Notte (non ne ho idea di che ore siano ma almeno l’una sicuro)
Cheap Sleep Hostel
Letto
Il viaggio di ritorno è stato decente. Abbiamo passato il tempo, come al solito, tra cena con i resti del pranzo, rilettura e correzione del diario e pianificazione della giornata di domani. L’opuscolo dei treni ovviamente era in finlandese. Non ci ho capito niente coi giorni, sono arrivata a GIOVEDI’ tramite associazioni tipo:
THOR-ZEUS-GIOVE = GIOVEDI’/THURSDAY → TORSTAI
Comunque dovrebbe funzionare tutto, o perlomeno ce lo auguriamo. Durante l’ultima ora abbiamo dormito come macigni sul fondo di uno stagno, stavolta senza disguidi di sorta. Ad un certo punto si è avvicinata una ragazza (l’ennesima proprietaria del posto) ma vedendo che dormivamo ci ha lasciate in pace con un cortese: “It’s my place but I can sit here”, mettendosi al posto davanti. Dopotutto c’è ancora qualcuno con un briciolo di umanità.

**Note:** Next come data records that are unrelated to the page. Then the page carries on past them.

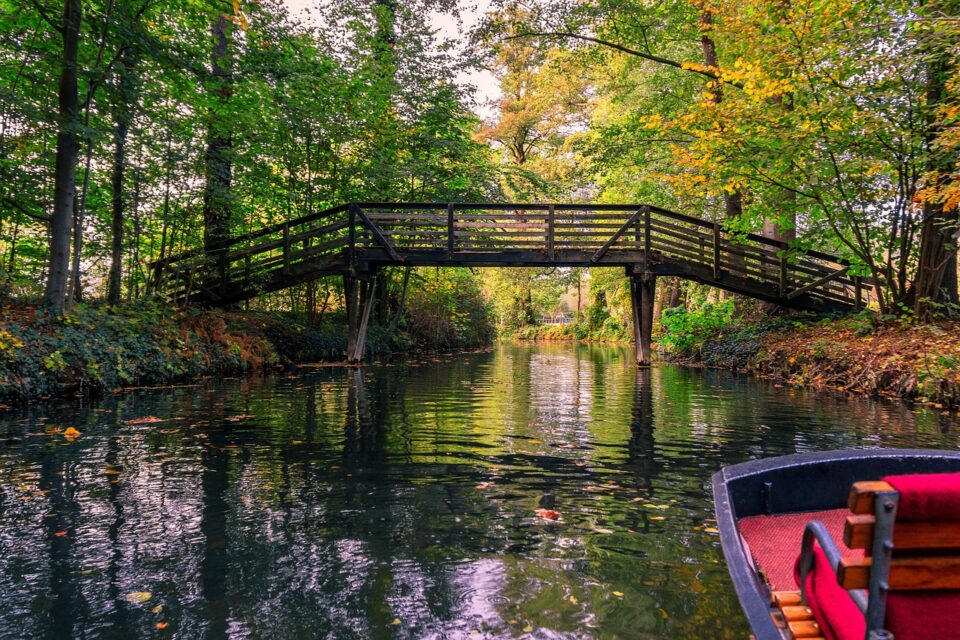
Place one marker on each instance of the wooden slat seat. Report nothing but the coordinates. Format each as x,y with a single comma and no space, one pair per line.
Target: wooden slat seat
795,617
903,557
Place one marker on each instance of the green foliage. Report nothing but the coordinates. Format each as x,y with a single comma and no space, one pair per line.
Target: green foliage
685,332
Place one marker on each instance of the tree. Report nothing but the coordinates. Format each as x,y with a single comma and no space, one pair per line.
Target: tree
68,148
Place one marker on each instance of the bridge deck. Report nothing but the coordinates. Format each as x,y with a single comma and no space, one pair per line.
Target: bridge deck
359,238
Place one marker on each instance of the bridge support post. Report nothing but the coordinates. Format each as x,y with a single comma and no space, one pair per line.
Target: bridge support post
350,291
643,288
360,298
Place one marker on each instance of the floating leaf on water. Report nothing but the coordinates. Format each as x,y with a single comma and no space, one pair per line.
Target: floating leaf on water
138,597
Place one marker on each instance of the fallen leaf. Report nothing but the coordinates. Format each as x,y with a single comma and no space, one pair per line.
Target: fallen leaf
138,597
548,514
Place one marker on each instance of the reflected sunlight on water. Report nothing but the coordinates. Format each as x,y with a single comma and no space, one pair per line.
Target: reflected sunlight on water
401,500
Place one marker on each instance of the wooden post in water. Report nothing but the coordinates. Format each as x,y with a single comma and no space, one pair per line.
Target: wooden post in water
643,288
350,299
367,297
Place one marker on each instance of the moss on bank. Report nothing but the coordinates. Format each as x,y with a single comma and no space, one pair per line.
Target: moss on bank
93,349
851,354
610,331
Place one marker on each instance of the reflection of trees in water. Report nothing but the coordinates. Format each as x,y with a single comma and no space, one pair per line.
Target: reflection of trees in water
348,497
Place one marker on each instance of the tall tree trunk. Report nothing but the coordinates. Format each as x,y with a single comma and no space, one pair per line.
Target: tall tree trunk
65,170
937,246
218,161
122,120
400,304
75,293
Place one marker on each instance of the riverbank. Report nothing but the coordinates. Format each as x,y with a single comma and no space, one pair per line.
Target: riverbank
855,354
573,332
98,348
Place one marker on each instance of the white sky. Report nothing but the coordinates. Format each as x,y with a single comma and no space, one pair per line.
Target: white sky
485,88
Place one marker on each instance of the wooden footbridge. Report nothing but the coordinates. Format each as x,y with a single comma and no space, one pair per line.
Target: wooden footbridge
355,240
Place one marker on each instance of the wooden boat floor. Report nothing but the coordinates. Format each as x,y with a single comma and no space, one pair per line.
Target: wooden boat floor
774,542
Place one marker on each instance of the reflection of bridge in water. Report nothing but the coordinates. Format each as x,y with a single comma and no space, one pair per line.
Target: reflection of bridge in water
354,241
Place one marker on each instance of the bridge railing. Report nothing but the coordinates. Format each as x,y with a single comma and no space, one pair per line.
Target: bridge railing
611,233
337,238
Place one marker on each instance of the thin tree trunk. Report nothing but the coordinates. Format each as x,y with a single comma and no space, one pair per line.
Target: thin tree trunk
68,148
218,161
122,117
937,247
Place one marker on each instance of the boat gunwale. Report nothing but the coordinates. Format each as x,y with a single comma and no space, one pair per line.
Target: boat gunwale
752,591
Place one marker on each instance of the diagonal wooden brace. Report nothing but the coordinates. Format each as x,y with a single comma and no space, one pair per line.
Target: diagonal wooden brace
377,233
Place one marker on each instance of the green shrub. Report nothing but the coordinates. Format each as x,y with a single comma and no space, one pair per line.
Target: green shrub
685,332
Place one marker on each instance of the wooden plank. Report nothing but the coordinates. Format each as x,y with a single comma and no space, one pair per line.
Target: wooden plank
451,238
716,251
862,495
858,534
550,228
805,629
616,236
375,230
816,283
909,574
786,598
797,612
646,230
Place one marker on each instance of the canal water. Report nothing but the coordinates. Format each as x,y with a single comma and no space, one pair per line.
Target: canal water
522,492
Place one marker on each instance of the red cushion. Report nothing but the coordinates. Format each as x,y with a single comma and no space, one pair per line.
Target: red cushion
923,615
773,541
927,496
833,608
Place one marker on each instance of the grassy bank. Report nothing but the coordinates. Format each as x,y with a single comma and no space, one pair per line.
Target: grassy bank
94,349
856,354
610,331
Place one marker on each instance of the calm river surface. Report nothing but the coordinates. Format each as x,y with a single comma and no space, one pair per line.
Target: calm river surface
401,501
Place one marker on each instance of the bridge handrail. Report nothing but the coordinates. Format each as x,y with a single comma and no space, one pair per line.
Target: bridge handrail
490,206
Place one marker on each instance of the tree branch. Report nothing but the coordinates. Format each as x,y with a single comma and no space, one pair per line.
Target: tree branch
46,17
622,49
22,209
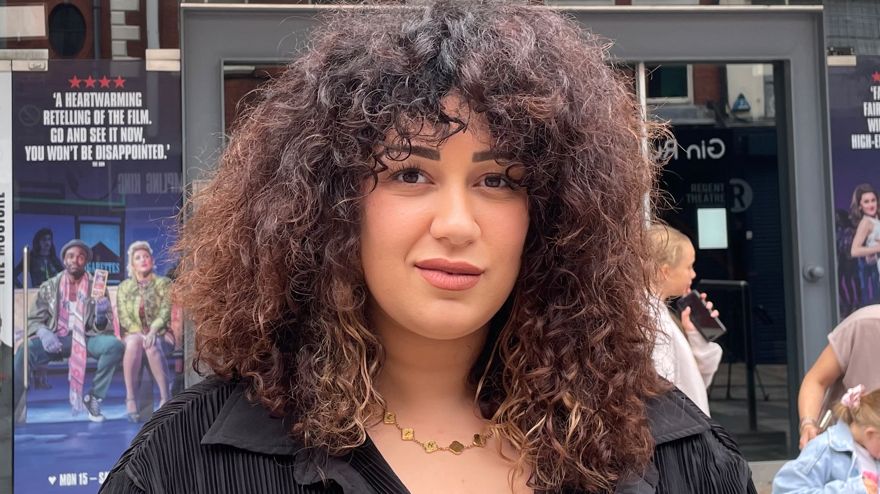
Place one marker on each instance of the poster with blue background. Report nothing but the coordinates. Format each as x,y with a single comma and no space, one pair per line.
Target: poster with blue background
96,157
854,100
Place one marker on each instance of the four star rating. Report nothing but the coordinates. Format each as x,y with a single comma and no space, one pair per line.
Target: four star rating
102,83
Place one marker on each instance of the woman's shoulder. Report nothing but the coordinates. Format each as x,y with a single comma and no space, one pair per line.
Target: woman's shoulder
693,453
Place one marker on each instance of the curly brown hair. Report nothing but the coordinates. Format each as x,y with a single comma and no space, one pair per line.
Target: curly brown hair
270,268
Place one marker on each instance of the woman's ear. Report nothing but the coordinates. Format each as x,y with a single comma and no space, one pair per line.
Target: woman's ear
663,272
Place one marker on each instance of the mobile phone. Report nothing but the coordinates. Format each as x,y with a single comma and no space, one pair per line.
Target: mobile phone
710,327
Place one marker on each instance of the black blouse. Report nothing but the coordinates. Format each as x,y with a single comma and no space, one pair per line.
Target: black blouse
211,439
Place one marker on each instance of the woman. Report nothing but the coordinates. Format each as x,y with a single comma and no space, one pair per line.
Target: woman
414,272
681,354
144,305
865,244
849,360
43,262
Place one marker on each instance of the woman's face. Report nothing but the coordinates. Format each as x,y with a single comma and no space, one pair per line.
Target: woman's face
868,204
442,237
44,245
677,278
142,262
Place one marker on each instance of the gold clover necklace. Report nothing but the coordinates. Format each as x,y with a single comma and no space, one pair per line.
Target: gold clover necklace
431,446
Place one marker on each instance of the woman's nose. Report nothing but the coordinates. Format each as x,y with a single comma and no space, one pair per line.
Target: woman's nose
454,220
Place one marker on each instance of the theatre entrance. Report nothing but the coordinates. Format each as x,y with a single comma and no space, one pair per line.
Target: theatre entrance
743,89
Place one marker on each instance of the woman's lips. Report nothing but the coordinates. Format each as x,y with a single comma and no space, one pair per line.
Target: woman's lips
448,275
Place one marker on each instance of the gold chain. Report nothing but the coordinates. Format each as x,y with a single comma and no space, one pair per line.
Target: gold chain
455,447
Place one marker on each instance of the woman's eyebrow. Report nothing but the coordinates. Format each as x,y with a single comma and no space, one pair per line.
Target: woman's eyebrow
421,151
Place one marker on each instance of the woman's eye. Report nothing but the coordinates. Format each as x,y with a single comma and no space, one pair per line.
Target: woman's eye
410,176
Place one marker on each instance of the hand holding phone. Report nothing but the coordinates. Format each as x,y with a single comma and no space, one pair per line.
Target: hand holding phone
702,317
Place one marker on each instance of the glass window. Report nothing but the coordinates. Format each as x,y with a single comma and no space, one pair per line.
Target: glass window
67,30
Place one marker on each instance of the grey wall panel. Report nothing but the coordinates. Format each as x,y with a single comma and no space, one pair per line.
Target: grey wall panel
791,37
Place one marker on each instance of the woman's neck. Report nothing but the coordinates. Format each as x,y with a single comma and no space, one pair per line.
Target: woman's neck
426,376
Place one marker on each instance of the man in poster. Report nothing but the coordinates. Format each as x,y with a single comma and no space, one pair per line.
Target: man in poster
65,321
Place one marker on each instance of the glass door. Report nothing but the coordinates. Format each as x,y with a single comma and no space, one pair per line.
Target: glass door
722,188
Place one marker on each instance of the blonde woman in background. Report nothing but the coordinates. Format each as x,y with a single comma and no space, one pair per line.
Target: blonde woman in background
681,354
144,306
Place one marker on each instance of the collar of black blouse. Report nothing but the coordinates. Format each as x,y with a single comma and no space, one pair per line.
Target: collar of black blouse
250,427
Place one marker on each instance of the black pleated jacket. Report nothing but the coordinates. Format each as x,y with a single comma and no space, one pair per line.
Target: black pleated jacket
210,439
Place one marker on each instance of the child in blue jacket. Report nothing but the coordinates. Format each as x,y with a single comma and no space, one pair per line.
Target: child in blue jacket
843,459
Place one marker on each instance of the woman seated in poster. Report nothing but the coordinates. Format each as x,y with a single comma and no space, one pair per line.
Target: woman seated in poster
144,306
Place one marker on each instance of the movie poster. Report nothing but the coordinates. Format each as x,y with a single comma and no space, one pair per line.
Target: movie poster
96,168
854,100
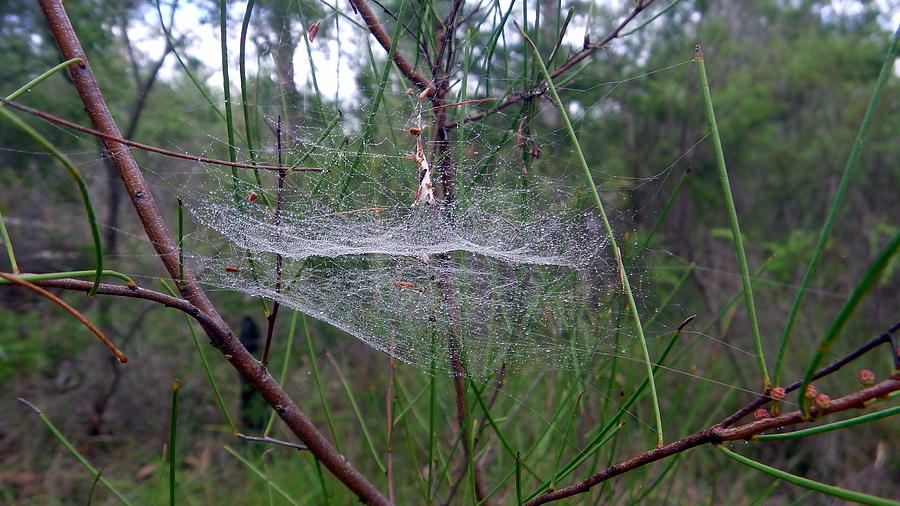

Approdiamo alla stazione di Helsinki e troviamo un cielo più scuro che mai, sembra quasi una notte vera. Forse è merito della nuvola che copre tutto (che, comunque, non è un buon segno). Abbiamo un assaggio di fauna notturna dei sabati helsinkiani. È il circo degli orrori. È come assistere a tutto ciò a cui abbiamo assistito in questi giorni condensato in un lasso di tempo minimo e uno spazio ristretto, alla massima potenza. Decidiamo che ci bastano i pazzi diurni, presi a dosi minime e inframezzati con varie attività di svago che ammortizzano. Prendiamo quindi il nostro bel 7B e ce ne torniamo all’ostello (dalla padella alla brace). Quando arriviamo ci prende un colpo: sono tutti fuori, sguinzagliati per le strade, dentro non c’è nessuno. Ci sarà un meeting generale al Mc Donald’s di Oulu. Quindi, ci godiamo, in tutta tranquillità, un bel tè con i pochi timidi ospiti rimasti a fare le loro discrete faccende e il pazzo… che stasera non sbatte. S’è perso il meeting. Ora si è appena portato una caraffa piena d’acqua in camera (dopo l’incendio proverà con un’alluvione, spero di esserci per raccontarla). Tentiamo uno spuntino azzardato con purea di riso solubile ripescata dalla scatola di cibo comune, ma viene un inutile e sciapo pappone. Poi Fra ci mischia la salsa di soia, io invece opto per un dessert e ci spolvero zucchero e cacao amaro, ottenendo un risultato migliore.
E così, per la prima volta, la giornata termina in tutta tranquillità. Abbiamo persino due nuove vicine di letto, carine e discrete. Cos’è successo a questo posto? Vado a dormire, confidando di non dover saltare in un cerchio di fuoco al mio risveglio.